Can anyone think of good ways to notice when outright deception is being used? How could a rationalist practice her skills at a magic show?
Most "rationalists" are quite smart people, so tricks that are designed by a trickster to fool the masses rarely work on us. For example, I doubt that many on this site would invest heavily in a pyramid scheme or get fooled by a used car salesman. This is because these tricks are targeted at the average idiot.
However, I have recently noticed that there is, for each of us, a stalker who stalks us and at each and every turn attempts to deceive us, and is just as smart as we are. That stalker/trickster is your own cognitive biases, and by far and away inflicts the greatest material losses on you. This is certainly true in my case.
I cannot even remember the last time I was fooled by someone else, but now that I am working on reducing my losses due to self deception, I realize that basically every day I engage in successful self-deception: I get into some emotional state, myopic, irrational algorithms take over, and I make up little excuses to myself for why they reached the right conclusion.
The real enemy is already inside your head.
Most "rationalists" are quite smart people, so tricks that are designed by a trickster to fool the masses rarely work on us.
Wrong. Tricksters rely on people making stupid assumptions and failing to check assertions. People with a lot of brainpower can do those things just as easily as people without.
Physicists asked to evaluate paranormal claims do very poorly, yet they are clearly very brainy. It takes more than just brains to be intelligent - you have to use the brains properly.
If I had a dollar for every brainy person who'd been gulled because they thought they were "too smart" to require being skeptical...
Related: Trust in Math
I was reading John Allen Paulos' A Mathematician Plays the Stock Market, in which Paulos relates a version of the well-known "missing dollar" riddle. I had heard it once before, but only vaguely remembered it. If you don't remember it, here it is:
I remembered that the solution involves trickery, but it still took me a minute or two to figure out where it is. At first, I started mentally keeping track of the dollars in the riddle, trying to see where one got dropped so their sum would be 30.
Then I figured it out. The story should end:
I told my fiance the riddle, and asked her where the missing dollar went. She went through the same process as I did, looking for a place in the story where $1 could go missing.
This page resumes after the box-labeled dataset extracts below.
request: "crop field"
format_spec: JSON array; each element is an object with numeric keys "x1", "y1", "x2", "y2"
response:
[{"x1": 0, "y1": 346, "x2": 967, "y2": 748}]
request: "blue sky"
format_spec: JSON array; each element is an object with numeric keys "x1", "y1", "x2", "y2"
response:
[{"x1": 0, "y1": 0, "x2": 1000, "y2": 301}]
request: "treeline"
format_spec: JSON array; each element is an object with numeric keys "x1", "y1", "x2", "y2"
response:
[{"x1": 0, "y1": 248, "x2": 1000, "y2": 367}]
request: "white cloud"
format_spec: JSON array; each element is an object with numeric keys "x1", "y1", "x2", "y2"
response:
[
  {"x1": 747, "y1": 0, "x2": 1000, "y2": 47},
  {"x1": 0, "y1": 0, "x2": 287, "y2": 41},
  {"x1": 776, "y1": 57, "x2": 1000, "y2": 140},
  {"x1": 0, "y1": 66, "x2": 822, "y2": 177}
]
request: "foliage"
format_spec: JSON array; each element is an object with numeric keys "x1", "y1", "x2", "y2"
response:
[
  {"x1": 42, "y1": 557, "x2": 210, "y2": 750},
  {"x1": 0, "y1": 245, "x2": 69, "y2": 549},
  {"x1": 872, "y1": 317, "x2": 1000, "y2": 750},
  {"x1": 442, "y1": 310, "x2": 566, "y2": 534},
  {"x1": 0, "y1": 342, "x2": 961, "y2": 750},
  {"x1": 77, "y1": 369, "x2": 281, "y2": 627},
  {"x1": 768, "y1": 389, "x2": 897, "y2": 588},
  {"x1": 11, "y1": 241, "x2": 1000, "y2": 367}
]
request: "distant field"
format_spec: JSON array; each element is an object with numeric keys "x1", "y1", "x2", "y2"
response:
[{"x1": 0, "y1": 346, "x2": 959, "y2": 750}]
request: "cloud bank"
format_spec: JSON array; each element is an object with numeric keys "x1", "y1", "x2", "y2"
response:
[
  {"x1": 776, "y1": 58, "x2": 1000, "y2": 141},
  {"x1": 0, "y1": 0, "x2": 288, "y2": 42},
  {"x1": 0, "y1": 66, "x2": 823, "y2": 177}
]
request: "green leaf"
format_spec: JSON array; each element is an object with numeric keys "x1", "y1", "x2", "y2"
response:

It's remarkable to me how blatantly deceptive the riddle is. The riddler states or implies at the end of the story that the dollars paid by the guests and the dollars kept by the bellhop should be summed, and that that sum should be $30. In fact, there's no reason to sum the dollars paid by the guests and the dollars kept by the bellhop, and no reason for any accounting we do to end up with $30.
The contrasts somewhat with the various proofs that 1 = 2, in which the misstep is hidden somewhere within a chain of reasoning, not boldly announced at the end of the narrative.
Both Paulos and Wikipedia give examples with different numbers that make the deception in the missing dollar riddle more obvious (and less effective). In the case of the missing dollar riddle, the fact that $25, $27, and $30 are close to each other makes following the incorrect path very seductive.
This riddle made me remember reading about how beginning magicians are very nervous in their first public performances, since some of their tricks involve misdirecting the audience by openly lying (e.g., casually pick up a stack of cards shuffled by a volunteer, say "Hmm, good shuffle" while adding a known card to the top of the stack, hand the deck back to the volunteer, and then boldly announce "notice that I have not touched or manipulated the cards!"1). However, they learn to be more comfortable once they find out how easily the audience will pretty much accept whatever false statements they make.
Thinking about these things makes me wonder about how to think rationally given the tendency for human minds to accept some deceptive statements at face value. Can anyone think of good ways to notice when outright deception is being used? How could a rationalist practice her skills at a magic show?
How about other examples of flagrant misdirection? I suspect that political debates might be able to make use of such techniques (I think that there might be some examples in the recent debates over health care reform accounting and the costs of obesity to the health care system, but I haven't been able to find any yet.)
Footnote 1: I remember reading this example very recently, maybe at this site. Please let me know whom to credit for it.